How's my Luck now?

Reflections, views and descriptions during my stay at IIM Lucknow from July 2004 to March 2006

Location: India

Sunday, October 30, 2005

'Competition in Markets'

This was the topic on which a talk was delivered by Mr. Amitabh Kumar, Director-General of the Competition Commission of India. This talk was as part of the event called IBLC organized by the Innovision committee. Following Mr. Pradip Baijal's talk some time ago, this was the second government regulator/monitoring authority we were getting to interact with in a short time. And this interaction was also as good as the first one.

For the students of the strategy course called ATSC, this was actually like a guest lecture for the course. Mr. Kumar opened wittily by saying that he was going to prepare a speech for this occasion, but keeping in mind the teaching methods in B-schools, he had decided to make a
PowerPoint presentation. And the presentation was beautifully structured, each slide to the point and maintaining flow.

The aspects covered included the things that competition regimes (including Acts and monitoring mechanisms) across the world normally monitored: prohibiting anti-competitive agreements; prohibiting abuse of dominant position; regulation of combinations ('merger control'); and advocating competition.

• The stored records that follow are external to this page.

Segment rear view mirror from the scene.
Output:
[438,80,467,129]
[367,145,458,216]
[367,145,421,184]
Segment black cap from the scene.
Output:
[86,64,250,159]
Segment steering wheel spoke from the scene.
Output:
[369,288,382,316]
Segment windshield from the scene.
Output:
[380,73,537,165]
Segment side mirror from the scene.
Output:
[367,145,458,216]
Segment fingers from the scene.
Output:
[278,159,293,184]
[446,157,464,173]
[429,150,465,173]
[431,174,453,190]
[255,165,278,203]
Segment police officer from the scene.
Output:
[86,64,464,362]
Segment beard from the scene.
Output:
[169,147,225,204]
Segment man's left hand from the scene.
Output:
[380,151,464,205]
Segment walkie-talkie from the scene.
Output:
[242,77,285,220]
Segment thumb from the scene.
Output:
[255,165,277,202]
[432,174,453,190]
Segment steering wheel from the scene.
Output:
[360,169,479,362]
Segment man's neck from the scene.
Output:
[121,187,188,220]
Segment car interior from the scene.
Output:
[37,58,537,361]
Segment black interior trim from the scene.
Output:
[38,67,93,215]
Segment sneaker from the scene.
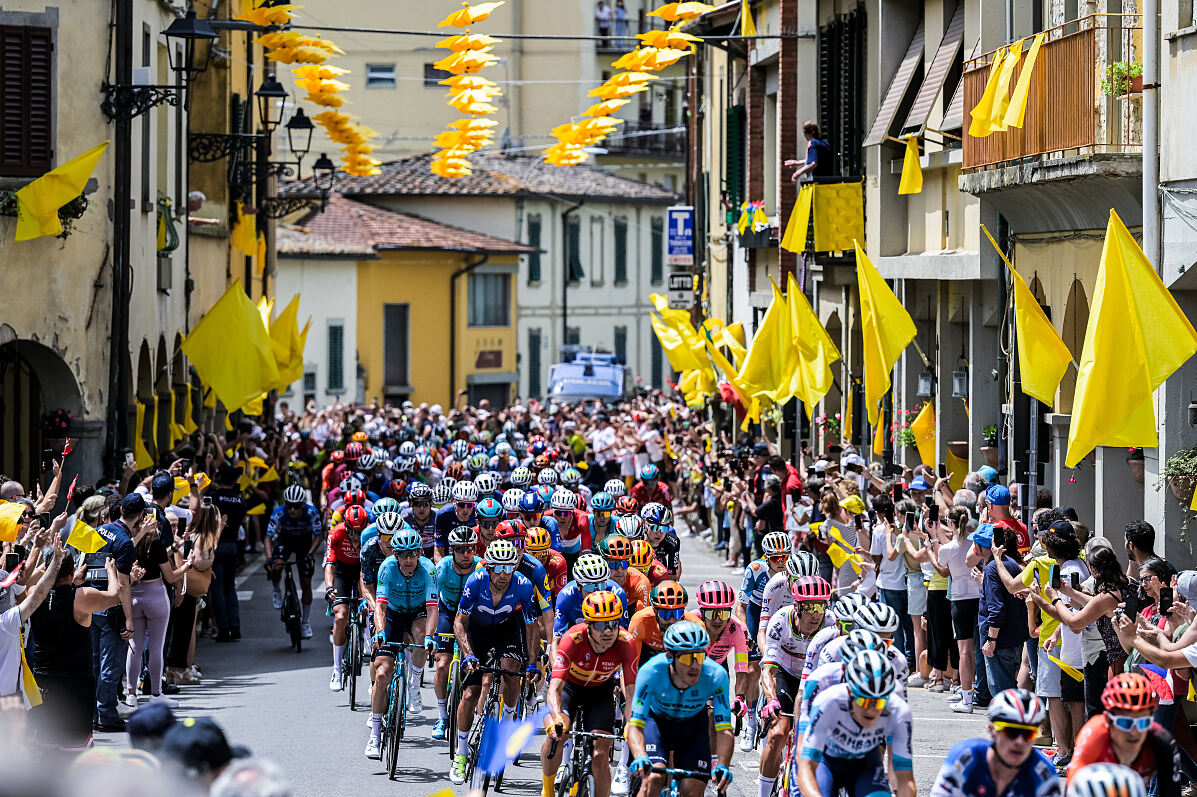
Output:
[449,753,466,786]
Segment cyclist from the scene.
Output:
[758,576,831,797]
[627,582,703,664]
[432,525,481,740]
[449,540,542,785]
[931,689,1063,797]
[324,506,370,692]
[265,481,323,639]
[540,590,636,797]
[365,529,438,759]
[733,531,791,753]
[1068,673,1186,797]
[795,650,915,797]
[627,621,733,797]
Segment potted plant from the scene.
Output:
[980,424,997,468]
[1101,61,1143,97]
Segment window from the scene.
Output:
[469,274,511,327]
[424,63,452,89]
[366,63,397,89]
[528,329,541,399]
[382,304,411,388]
[650,217,666,282]
[326,321,345,391]
[614,217,627,285]
[0,25,54,177]
[528,215,540,282]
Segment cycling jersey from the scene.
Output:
[375,556,437,614]
[931,738,1063,797]
[801,683,913,772]
[553,622,637,686]
[553,578,628,637]
[1068,713,1183,797]
[632,653,731,731]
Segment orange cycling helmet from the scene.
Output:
[649,582,687,609]
[1101,673,1160,711]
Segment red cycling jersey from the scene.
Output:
[553,622,638,686]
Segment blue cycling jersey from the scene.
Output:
[266,504,324,539]
[632,653,731,731]
[457,567,541,627]
[553,578,630,637]
[931,738,1063,797]
[375,556,437,613]
[437,556,482,612]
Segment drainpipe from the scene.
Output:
[448,251,491,408]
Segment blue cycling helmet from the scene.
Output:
[664,620,711,653]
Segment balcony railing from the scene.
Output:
[964,14,1143,169]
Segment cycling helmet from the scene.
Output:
[649,582,688,609]
[486,540,523,565]
[345,506,370,531]
[761,531,792,556]
[524,525,553,553]
[615,515,644,540]
[853,602,898,634]
[452,481,478,504]
[790,576,832,603]
[1068,762,1147,797]
[986,689,1047,725]
[478,498,505,521]
[1101,673,1160,711]
[785,550,819,579]
[844,650,898,699]
[548,489,578,510]
[590,492,615,512]
[573,552,610,585]
[698,582,736,609]
[664,620,711,653]
[582,590,624,622]
[390,524,424,550]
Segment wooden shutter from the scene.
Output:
[0,25,54,177]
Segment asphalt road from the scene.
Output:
[97,526,985,797]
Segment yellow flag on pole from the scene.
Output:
[980,224,1073,407]
[852,242,917,426]
[1065,211,1197,468]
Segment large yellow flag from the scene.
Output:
[182,280,279,410]
[17,141,108,241]
[1065,211,1197,468]
[852,242,917,426]
[980,224,1073,407]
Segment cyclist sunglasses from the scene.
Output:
[1107,714,1152,734]
[994,717,1038,742]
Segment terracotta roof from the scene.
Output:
[277,152,678,205]
[279,194,536,255]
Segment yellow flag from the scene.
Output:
[17,141,108,241]
[852,242,917,426]
[182,280,279,409]
[1065,211,1197,468]
[67,517,108,553]
[1002,34,1046,127]
[910,399,935,468]
[980,224,1073,407]
[898,135,923,194]
[782,183,815,253]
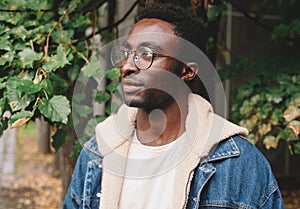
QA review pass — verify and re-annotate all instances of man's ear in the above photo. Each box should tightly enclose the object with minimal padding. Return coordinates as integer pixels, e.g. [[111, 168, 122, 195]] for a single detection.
[[181, 62, 199, 81]]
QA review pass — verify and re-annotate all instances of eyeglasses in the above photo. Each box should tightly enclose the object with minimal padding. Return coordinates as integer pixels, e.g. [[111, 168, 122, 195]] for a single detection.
[[111, 46, 170, 70]]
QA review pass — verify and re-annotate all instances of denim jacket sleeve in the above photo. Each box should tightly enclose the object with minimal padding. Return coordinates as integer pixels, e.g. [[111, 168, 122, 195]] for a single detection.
[[63, 137, 102, 209]]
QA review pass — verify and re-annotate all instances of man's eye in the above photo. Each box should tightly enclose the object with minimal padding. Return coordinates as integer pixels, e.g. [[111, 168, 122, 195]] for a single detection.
[[141, 51, 152, 59], [121, 49, 129, 58]]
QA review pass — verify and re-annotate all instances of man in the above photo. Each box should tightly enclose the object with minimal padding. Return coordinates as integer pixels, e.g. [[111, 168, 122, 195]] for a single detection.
[[63, 4, 283, 209]]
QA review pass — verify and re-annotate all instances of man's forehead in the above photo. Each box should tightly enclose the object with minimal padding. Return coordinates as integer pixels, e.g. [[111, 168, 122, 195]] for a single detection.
[[123, 32, 179, 49]]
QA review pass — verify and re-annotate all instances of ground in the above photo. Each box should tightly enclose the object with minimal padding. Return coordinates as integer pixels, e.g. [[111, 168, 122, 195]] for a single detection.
[[0, 121, 300, 209], [0, 125, 62, 209]]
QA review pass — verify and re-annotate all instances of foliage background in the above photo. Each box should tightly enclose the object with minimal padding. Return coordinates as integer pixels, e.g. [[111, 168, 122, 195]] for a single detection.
[[0, 0, 300, 196]]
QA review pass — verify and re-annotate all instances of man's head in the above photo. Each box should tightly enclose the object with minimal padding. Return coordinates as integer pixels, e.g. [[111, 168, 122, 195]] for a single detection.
[[138, 4, 205, 51], [115, 4, 210, 111]]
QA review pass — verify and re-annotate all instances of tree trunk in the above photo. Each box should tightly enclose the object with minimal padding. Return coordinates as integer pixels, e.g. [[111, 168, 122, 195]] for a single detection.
[[35, 117, 50, 154]]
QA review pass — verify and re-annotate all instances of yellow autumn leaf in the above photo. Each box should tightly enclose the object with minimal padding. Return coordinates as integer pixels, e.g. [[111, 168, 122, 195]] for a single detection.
[[258, 123, 271, 136], [10, 118, 30, 128], [287, 120, 300, 136], [263, 135, 279, 149], [283, 105, 300, 122]]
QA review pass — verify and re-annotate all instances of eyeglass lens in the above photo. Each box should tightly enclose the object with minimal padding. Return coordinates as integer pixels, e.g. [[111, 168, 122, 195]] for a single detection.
[[111, 46, 153, 70]]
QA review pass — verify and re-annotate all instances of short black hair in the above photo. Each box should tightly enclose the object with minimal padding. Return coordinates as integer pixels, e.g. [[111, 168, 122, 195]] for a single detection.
[[138, 3, 205, 51], [138, 3, 210, 101]]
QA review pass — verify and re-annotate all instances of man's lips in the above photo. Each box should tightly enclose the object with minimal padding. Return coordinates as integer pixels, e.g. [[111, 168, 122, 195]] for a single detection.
[[121, 78, 144, 93]]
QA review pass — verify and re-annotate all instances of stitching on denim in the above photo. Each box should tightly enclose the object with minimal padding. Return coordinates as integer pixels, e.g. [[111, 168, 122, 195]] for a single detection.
[[84, 136, 103, 157], [71, 188, 81, 205], [207, 137, 240, 162], [258, 184, 278, 208]]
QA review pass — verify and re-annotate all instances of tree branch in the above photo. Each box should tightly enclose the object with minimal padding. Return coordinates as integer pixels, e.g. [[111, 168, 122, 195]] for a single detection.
[[229, 0, 295, 43]]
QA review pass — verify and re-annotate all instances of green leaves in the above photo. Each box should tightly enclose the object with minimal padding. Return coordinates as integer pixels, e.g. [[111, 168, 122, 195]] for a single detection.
[[18, 48, 43, 68], [43, 45, 69, 73], [38, 95, 71, 124]]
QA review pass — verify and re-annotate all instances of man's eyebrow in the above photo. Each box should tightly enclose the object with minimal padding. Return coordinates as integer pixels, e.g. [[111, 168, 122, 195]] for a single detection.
[[122, 41, 163, 51], [140, 42, 163, 51]]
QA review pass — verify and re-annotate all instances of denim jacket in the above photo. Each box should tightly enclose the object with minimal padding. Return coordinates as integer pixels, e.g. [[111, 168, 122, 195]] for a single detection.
[[63, 135, 284, 209]]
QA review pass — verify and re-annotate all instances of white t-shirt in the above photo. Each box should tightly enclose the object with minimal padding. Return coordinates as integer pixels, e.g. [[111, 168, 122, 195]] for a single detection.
[[120, 133, 185, 209]]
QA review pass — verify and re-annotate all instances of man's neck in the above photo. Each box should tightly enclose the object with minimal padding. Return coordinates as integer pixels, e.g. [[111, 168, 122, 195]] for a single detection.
[[136, 101, 188, 146]]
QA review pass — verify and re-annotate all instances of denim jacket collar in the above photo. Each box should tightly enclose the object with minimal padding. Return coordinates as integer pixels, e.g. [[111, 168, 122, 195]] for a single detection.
[[96, 94, 248, 209]]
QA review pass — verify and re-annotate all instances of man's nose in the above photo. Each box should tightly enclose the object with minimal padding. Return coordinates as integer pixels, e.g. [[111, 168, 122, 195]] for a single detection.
[[121, 53, 139, 77]]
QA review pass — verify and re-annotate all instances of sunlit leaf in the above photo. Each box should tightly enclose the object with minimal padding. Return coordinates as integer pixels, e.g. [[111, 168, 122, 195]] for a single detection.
[[9, 111, 33, 128], [283, 105, 300, 122], [51, 129, 67, 152], [263, 135, 279, 149], [18, 48, 43, 68], [38, 95, 71, 124]]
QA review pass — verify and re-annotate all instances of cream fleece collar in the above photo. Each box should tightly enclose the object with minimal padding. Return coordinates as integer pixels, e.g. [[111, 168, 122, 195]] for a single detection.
[[96, 94, 248, 209]]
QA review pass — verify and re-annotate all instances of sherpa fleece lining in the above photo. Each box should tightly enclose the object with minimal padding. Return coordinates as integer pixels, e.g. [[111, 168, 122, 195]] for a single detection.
[[96, 94, 248, 209]]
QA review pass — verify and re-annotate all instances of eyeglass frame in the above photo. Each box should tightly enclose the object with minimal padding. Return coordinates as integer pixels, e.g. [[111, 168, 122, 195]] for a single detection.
[[111, 45, 175, 70]]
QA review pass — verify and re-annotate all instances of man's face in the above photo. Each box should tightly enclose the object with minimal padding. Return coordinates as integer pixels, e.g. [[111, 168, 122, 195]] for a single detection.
[[121, 19, 183, 111]]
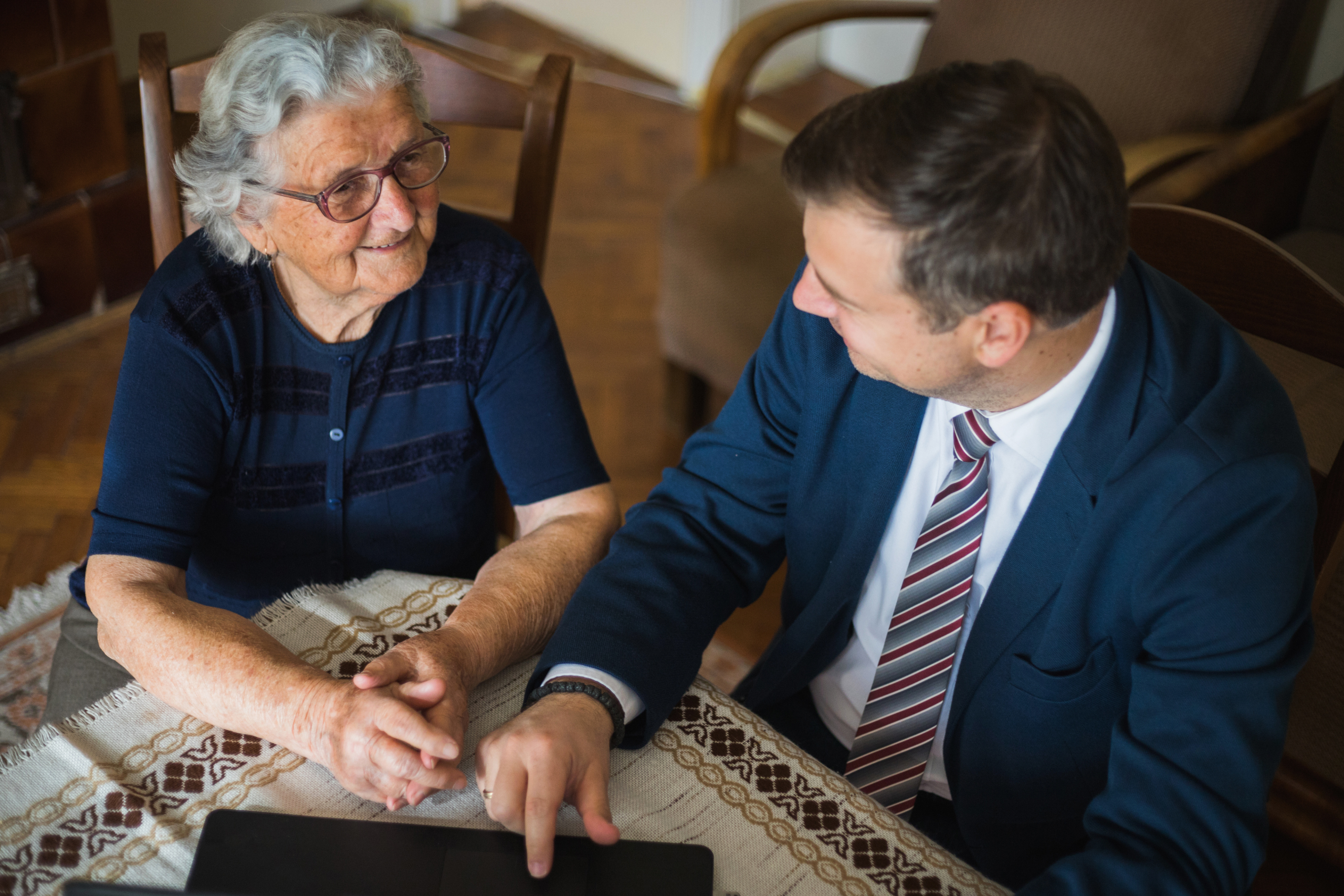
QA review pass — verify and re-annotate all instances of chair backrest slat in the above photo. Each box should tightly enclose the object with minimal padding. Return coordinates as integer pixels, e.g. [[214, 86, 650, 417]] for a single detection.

Each aspect was defined and the considerations involved in determining whether a party or parties had undermined competition under each, was discussed. Some of these considerations were: defining 'market power' and the whether a party
had used it unfairly; defining 'dominant position' and its determinants; defining 'relevant market' for each case. Some details of the Indian Competition Act, 2002, were discussed. All of the above was discussed using several examples from around the world in a range of industries, from shipping and railroads to software to bananas. The questions posed by the audience were also answered more than adequately, with more examples.

Mr. Kumar is obviously very well read and has wonderful knowledge in his area of work (including minute details of famous cases and judgments involving competition-related issues). It is always a joy to listen to and interact with a person who knows his job very well. Two hours very well spent today.